My nocturnal dreams of winning the gold medal in the Iron Chef contest are now crushed. My commercial kitchen aspirations over. 

But at least Kyle J. revealed my stronger soul and some spare cash. Maybe today I'll upgrade to the dollar-menu.



Monday, February 1, 2010

Hauling snow out my window

I've watched five trucks drive by hauling semis worth of snow. I don't know where they're going, but oh how I wish winter removal itself were so easy. Between the trucks and my window however, is the falling debris of more flakes, more ice and more below zero temperatures. 


Punxsutawney Phil may perform his annual duty tomorrow, but a rodent need not inform me what I already know: six more weeks of winter, if not more. 


The days and nights around here grow depressing by the month. It's February. A month for hoodies and hipsters, sure, but not coats that rival in size with wooly mammoths. 


I shouldn't complain. Even Oklahoma got snow days this year. At least North Dakota can hold hands in solidarity with its southern neighbors.
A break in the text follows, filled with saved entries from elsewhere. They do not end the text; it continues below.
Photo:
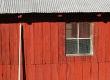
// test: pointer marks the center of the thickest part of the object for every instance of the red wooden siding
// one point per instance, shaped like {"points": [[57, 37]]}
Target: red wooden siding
{"points": [[45, 55], [44, 49], [9, 51]]}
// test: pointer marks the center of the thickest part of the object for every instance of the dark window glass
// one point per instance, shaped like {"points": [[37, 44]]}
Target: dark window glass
{"points": [[71, 30], [84, 30], [84, 46], [71, 46]]}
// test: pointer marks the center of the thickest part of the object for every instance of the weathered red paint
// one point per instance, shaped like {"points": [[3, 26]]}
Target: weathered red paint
{"points": [[44, 49], [9, 37]]}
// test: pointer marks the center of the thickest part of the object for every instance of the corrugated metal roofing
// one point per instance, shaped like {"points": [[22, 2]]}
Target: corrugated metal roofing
{"points": [[54, 6]]}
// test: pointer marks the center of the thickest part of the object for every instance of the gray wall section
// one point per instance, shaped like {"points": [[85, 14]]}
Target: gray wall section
{"points": [[53, 6]]}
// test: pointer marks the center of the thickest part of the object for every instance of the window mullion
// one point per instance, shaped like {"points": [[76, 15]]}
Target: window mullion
{"points": [[78, 38]]}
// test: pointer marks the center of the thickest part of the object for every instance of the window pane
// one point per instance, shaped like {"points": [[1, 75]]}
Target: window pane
{"points": [[71, 30], [84, 46], [84, 30], [71, 46]]}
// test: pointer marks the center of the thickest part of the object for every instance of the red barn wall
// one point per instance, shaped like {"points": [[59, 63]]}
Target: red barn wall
{"points": [[44, 49], [9, 37]]}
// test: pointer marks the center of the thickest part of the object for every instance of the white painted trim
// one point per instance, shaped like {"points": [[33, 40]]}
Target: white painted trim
{"points": [[19, 54]]}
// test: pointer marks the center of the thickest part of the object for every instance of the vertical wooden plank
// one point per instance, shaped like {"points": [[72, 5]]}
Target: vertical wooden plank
{"points": [[5, 43], [39, 72], [61, 43], [38, 41], [70, 71], [62, 71], [28, 41], [54, 72], [54, 42], [0, 46], [6, 72], [46, 42], [14, 43], [78, 72], [107, 71], [30, 72], [46, 72], [86, 71], [94, 71], [107, 43], [1, 72], [102, 71]]}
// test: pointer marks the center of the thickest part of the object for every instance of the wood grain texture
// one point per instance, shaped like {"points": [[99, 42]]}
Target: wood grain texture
{"points": [[44, 49], [9, 37]]}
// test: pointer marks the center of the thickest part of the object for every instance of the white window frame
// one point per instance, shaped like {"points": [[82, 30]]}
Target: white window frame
{"points": [[91, 42]]}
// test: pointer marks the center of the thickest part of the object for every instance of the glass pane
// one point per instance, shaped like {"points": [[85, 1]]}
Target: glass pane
{"points": [[84, 46], [71, 30], [84, 30], [71, 46]]}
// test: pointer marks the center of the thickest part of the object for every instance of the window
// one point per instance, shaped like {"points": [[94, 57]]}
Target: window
{"points": [[79, 38]]}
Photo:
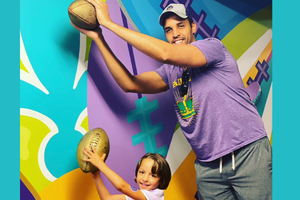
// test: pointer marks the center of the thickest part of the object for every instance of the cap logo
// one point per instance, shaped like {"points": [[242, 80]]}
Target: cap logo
{"points": [[170, 7]]}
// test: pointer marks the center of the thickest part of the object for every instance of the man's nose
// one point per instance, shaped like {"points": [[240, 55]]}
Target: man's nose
{"points": [[175, 33], [145, 177]]}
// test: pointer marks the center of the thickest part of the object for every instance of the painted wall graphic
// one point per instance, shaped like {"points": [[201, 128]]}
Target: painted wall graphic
{"points": [[66, 90]]}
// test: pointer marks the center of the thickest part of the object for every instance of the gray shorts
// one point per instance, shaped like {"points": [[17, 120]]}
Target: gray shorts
{"points": [[251, 178]]}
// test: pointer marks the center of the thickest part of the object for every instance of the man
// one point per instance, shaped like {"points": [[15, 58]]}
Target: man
{"points": [[223, 127]]}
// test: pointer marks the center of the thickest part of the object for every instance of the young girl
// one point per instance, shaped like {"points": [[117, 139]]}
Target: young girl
{"points": [[152, 174]]}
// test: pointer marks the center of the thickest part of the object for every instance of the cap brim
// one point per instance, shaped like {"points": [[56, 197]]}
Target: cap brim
{"points": [[163, 16]]}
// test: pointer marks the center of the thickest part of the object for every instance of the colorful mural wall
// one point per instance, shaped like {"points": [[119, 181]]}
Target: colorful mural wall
{"points": [[66, 90]]}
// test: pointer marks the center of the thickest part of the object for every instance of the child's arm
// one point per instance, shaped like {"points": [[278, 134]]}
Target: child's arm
{"points": [[118, 182], [102, 191]]}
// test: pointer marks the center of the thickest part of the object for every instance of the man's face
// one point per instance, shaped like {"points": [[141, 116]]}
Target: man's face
{"points": [[179, 31]]}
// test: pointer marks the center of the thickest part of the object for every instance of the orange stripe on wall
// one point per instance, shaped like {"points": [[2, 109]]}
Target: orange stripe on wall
{"points": [[183, 182]]}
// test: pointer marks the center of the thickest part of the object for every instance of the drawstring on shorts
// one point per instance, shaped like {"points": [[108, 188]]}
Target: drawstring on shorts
{"points": [[233, 163]]}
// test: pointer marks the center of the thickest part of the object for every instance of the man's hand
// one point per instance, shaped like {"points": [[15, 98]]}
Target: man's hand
{"points": [[93, 34], [93, 157], [101, 12]]}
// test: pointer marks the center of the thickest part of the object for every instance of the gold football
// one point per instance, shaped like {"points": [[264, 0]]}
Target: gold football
{"points": [[99, 139]]}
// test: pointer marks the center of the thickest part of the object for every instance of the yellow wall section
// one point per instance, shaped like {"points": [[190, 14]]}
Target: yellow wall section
{"points": [[71, 186], [32, 132], [183, 182]]}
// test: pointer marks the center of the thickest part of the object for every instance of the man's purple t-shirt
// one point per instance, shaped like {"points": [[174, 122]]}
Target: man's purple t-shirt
{"points": [[155, 194], [216, 116]]}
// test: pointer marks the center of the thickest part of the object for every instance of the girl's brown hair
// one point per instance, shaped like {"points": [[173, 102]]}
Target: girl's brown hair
{"points": [[160, 167]]}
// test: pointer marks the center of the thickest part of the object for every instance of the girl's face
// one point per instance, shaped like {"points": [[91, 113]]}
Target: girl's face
{"points": [[145, 179]]}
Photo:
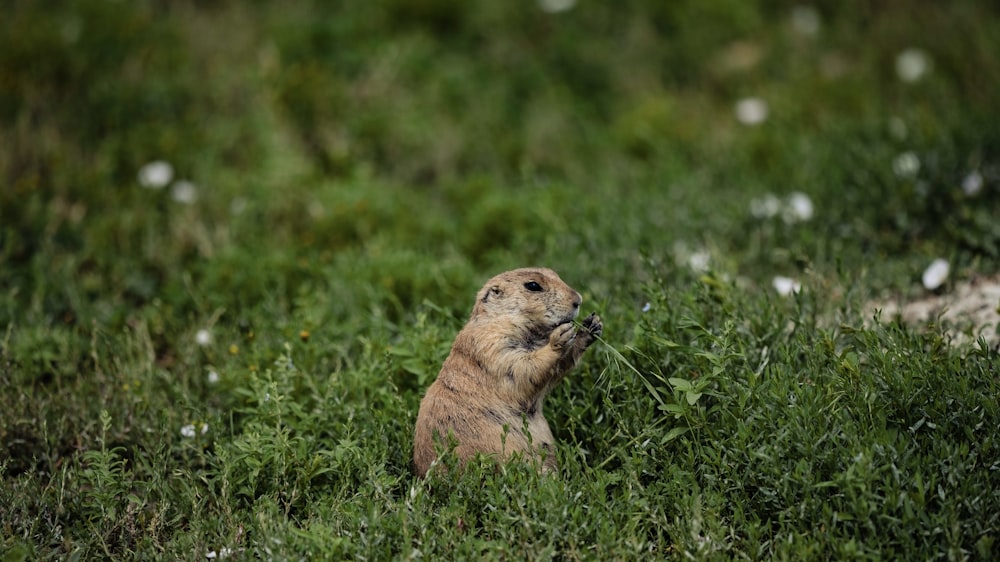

Maybe then we could produce enough heat to make global warming come true.


Sometimes winter days can be put to good use: an afternoon stroll to see the birds and the snow-covered trees can relax the mind and even contort it to believe winter is celestial. But not here. It's nice to get fresh air, until you inhale a little too hard and hack a frozen lung. And even with proper snow boots, scarves and ear-muff protection, no North Face can conquer our ice-laden streets. One wrong step and you'll sled yourself to the Emergency Room. 


Cowboy and I walked laps in the local mall yesterday, before it even opened, with the old people in sweatpants and terry cloth headbands. It feels good to get out, stretch, burn calories and begin the afternoon with Burger King for lunch. Winter is no time for vanity, we need those calories to keep warm.


National Weather Service promises highs in the 20s by Thursday, just like it promised a winter with above average temperatures. Based on the El Nino weather pattern, meteorologists said North Dakota would see a milder winter this year, with January temperatures averaging above the area's 17 degree normal. Bogus. Yesterday's high was 4.


I could use a couple days in the 40s, enough warmth to melt some snow and thaw our minds. That, or a vacation in Hawaii. Whichever comes first.